(1996) Larry Niven, Orbit, £16.99, hdbk, 376pp, ISBN 1 85723 399 9
Imagine a strip of metal 997,000 miles wide and 597,000 miles long, loop it around a handy star. Terraform the inside and you have an artefact with a habitable surface 3 million times that of Earth. This is Ringworld.
In the previous novel, The Ringworld Engineers, Louis Wu and his crew of aliens saved Ringworld from destruction, leaving them stranded on the ring with little hope of rescue.
Fourteen years later, Louis Wu is living the life of an itinerant teacher. But things are changing on the ring. A coalition of hominid subspecies have banded together to rid the ring of a plague of vampires. Then Wu is contacted by the alien puppeteer, the Hindmost. Something strange is happening on the edge of the ring. A group of Protectors -- the original alien builders of the ring -- are engaged in a war that could result in the destruction of everything...
I read this book partly in the hope of recapturing some of that old Niven magic, but no matter how much I wanted it, it was not there. Much of the first half of the book was a waste of time. The story of the vampire hunters served no purpose except to introduce a few incidental characters. It plods along until the last few chapters when everything starts to happen. When the action finally started it was good, but hardly worth the wait.
I wanted to like this book, but I just could not warm to it.

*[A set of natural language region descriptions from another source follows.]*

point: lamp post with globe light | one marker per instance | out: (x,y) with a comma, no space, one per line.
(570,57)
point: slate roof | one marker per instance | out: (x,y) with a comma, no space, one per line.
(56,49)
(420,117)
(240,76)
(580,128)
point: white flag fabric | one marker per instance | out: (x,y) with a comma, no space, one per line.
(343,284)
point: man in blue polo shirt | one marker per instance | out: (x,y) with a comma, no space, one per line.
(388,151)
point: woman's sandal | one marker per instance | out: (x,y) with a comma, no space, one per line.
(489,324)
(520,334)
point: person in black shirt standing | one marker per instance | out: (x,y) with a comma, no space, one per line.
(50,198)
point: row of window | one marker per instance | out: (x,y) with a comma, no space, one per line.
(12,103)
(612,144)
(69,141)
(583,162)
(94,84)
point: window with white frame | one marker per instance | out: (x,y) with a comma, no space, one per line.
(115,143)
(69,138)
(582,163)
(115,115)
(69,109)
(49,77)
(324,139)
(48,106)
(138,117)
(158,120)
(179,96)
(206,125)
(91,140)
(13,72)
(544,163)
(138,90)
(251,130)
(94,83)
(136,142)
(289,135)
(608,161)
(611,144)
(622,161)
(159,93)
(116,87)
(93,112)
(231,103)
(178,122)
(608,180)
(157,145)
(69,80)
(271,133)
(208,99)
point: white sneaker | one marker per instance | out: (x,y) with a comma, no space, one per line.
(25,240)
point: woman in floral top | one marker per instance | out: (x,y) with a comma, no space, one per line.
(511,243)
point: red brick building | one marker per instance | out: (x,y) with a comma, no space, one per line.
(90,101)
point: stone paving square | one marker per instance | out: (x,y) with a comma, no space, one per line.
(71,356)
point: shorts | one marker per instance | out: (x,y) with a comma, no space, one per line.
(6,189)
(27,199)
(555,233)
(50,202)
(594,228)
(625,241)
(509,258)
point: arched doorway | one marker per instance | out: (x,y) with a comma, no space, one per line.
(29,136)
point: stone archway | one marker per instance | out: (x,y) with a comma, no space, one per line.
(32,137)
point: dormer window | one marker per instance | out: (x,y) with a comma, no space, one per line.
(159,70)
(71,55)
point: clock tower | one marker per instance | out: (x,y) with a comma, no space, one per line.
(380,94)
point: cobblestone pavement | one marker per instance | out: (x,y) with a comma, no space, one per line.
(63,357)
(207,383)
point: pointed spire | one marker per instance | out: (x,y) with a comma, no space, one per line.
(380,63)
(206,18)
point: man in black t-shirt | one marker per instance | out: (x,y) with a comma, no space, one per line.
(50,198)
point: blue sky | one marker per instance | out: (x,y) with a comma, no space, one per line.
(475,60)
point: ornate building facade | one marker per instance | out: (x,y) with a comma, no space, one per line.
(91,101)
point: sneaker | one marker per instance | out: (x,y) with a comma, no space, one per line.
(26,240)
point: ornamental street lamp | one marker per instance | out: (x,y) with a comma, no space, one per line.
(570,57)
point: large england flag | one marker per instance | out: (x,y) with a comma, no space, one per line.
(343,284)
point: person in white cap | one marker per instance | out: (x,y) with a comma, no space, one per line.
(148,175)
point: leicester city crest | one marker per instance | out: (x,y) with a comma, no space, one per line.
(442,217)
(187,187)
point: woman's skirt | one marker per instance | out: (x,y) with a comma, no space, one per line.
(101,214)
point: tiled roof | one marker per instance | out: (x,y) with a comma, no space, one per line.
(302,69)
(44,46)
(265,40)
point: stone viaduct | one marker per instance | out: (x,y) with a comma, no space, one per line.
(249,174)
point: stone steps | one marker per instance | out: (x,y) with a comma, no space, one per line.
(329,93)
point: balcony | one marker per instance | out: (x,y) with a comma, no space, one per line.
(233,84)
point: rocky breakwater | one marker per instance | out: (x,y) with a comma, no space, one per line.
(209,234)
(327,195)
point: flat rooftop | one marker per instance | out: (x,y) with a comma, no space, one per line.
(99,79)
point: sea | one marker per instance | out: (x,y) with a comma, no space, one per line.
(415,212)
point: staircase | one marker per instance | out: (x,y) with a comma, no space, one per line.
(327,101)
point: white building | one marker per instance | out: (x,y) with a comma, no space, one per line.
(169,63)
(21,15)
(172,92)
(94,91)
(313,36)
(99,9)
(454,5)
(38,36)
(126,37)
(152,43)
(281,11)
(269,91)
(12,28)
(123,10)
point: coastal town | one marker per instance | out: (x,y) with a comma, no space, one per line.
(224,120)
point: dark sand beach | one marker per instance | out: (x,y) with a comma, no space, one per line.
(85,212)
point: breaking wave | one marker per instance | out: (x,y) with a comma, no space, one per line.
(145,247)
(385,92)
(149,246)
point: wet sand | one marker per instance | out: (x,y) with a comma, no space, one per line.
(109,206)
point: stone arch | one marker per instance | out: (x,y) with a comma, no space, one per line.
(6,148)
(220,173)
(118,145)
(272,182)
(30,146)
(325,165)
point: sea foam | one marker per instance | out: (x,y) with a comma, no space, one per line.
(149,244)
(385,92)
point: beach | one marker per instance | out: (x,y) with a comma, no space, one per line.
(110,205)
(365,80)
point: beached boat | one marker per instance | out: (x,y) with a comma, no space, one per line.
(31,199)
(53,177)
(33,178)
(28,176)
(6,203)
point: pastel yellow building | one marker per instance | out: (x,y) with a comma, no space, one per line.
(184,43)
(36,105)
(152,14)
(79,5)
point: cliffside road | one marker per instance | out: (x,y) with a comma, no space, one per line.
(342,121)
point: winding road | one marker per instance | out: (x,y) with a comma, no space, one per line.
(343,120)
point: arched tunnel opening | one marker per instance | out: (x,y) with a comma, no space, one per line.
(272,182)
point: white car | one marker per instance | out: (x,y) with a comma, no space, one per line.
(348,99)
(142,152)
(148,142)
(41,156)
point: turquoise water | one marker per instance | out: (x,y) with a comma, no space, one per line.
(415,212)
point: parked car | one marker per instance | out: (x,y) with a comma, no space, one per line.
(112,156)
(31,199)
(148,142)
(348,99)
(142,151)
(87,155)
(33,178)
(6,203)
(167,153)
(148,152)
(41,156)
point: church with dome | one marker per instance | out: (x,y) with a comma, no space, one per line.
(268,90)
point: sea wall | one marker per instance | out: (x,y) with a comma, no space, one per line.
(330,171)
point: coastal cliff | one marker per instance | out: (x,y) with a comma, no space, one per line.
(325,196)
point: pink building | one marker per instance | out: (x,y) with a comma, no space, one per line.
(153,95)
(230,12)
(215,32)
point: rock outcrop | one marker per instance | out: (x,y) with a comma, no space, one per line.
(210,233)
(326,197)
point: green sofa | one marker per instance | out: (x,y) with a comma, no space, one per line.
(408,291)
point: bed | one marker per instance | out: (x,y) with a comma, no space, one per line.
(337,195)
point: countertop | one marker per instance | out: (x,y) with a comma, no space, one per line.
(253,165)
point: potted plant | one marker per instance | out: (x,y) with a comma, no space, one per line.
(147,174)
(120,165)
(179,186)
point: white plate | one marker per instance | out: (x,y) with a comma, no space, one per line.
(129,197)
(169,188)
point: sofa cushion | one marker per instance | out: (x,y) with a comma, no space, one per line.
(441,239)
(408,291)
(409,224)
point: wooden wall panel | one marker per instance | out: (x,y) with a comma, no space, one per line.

Too much of the story relies on knowledge of Niven' earlier books, and I got the feeling that Niven was just going through the motions.
(Now Larry Niven has long since proved himself as a writer, and Concatenation has had the privilege of interviewing him in the past. We like Known Space (Niven's universe). So is the author just going through the motions, are publishers milking all the substance out of established writers at the expense of (new) talented writing, is the above review atypical? Here then is something Concatenation has never done before, a second opinion. Take it away Toneeeee. -- JC)
I remember when Larry Niven wrote science fiction. I remember when Larry Niven wrote good science fiction. Pity he stopped. Can't blame the publishers I suppose (though I do); a third Ringworld book is too much of a money spinner to ignore or turn down. Of course it will sell. But I cannot help thinking that that's a shame with a bastardisation like this. Niven seems to have completely gone off the edge, using Clarke's Law as the springboard to dive into so-called science-fantasy (meaning "fantasy written by old SF author masquerading as old self").
Now let's all sing the plot together: A Puppeteer digs up poor old Louis Wu and coerces him back to the Ringworld (ah, the old favourites!) in order to save it from total destruction, or something equally preposterous, which sets up the 'travel through various territories' bit, where you encounter the weird and wonderful, blah, blah, blah. And then something totally crap happens and it all ends happily ever after. If, like me, you enjoyed Ringworld and Ringworld Engineers, then stay as far away from this as you can.